Conventional intraoral periapical radiographs produce only two-dimensional images, resulting in superimpositions, incorrect angulations and magnifications of three-dimensional structures.14 Therefore, despite having taken a conventional panoramic radiograph, the private practitioner who first treated the patient failed to observe fusion between the maxillary right second and third molars, resulting in an unsuccessful attempted extraction of the third molar.
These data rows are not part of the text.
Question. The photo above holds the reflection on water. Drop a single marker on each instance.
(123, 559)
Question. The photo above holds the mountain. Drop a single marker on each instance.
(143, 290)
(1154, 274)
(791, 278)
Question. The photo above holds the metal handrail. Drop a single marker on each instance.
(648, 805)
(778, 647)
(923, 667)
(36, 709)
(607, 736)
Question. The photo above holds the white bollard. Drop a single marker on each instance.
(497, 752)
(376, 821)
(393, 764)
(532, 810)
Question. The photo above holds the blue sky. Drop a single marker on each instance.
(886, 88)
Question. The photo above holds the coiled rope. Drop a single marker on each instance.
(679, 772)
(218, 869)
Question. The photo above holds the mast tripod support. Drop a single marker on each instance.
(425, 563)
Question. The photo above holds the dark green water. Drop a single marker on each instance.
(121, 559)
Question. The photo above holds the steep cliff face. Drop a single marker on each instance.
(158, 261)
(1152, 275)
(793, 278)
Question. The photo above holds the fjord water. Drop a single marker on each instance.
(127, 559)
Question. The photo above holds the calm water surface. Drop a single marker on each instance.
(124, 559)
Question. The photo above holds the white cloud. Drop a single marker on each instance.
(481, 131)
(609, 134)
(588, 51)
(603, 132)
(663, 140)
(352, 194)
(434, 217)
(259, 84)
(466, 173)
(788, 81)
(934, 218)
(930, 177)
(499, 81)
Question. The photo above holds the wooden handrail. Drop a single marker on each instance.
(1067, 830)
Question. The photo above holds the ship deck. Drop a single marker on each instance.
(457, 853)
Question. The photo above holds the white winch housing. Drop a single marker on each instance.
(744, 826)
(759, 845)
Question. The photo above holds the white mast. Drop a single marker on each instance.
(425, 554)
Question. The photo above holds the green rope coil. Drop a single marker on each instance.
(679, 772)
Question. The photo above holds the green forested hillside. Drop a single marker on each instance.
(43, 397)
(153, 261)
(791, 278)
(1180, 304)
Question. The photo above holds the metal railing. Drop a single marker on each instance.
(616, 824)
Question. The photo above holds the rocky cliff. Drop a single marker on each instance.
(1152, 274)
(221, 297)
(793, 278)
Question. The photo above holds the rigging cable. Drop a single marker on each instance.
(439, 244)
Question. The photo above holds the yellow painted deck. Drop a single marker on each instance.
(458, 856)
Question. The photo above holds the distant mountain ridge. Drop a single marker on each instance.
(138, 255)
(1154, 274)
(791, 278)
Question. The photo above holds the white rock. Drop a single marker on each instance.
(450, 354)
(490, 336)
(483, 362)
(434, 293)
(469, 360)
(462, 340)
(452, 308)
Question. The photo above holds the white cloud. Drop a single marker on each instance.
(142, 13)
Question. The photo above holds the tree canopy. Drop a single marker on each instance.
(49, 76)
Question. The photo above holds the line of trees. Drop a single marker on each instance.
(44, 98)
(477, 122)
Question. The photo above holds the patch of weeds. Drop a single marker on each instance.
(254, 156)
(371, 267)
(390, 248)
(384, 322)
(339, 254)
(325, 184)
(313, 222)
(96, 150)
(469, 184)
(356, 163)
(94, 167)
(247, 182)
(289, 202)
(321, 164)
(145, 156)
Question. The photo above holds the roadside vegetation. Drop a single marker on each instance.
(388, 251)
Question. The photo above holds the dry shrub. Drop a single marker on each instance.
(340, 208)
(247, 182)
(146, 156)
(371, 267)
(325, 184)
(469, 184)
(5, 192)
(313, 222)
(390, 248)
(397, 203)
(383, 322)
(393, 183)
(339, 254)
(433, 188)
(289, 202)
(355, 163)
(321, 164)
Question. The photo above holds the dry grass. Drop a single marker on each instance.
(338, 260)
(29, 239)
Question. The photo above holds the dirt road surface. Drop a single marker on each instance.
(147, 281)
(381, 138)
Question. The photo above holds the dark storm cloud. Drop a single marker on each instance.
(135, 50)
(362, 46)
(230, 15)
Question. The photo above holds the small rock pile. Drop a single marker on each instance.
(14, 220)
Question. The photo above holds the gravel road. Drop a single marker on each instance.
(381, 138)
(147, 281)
The CBCT images clearly demonstrated the presence of fusion of the maxillary molars and the numbers, positions and morphologies of all root canals associated with each tooth. As a newer diagnostic tool, CBCT can evaluate a tooth in three dimensions and, in selected instances, the additional information obtained justifies the higher irradiation involved compared with fast-speed single conventional intraoral periapical (1.5–7.0 µSv) and extraoral panoramic (2.7–24.3 µSv) radiographs.15,16,17 For dental CBCT units, the effective radiation doses for dento-alveolar and craniofacial fields of view range from 11–674 (median 61) µSv and from 30–1073 (median 87) µSv, respectively.17 As with the present endodontic case report situation, CBCT images were able to provide a better understanding of root canal anatomy, enabling the clinician to identify, clean, shape, and obturate the canals more efficiently.16,17,18 From other relevant reports of using CBCT imaging, nonsurgical endodontic retreatment of a supernumerary tooth that was fused with a maxillary first molar was also successfully performed,19 and the successful diagnosis and surgical treatment planning for a supernumerary tooth fused with an impacted mandibular third molar were achieved.20

The patient declined surgical extraction of the impacted mandibular molars but, together with the asymptomatic left maxillary fused second and third molars and the unerupted and possibly fused supernumerary fourth molar, they will be reviewed periodically.

Conclusions

The present clinical case is a rare example of bilateral fusions of maxillary second and third molars. Clinically, fused teeth may be difficult to detect as, if the enamel is not involved, the visible crowns of the affected teeth may appear normal. Aberrant anatomic tooth structures also may prevent conventional radiography from providing sufficient information for diagnosis and operative treatments. In the present clinical report, three-dimensional reconstructions from CBCT provided invaluable information on the anatomic relations between the right maxillary fused second and third molars, to allow successful endodontic therapy.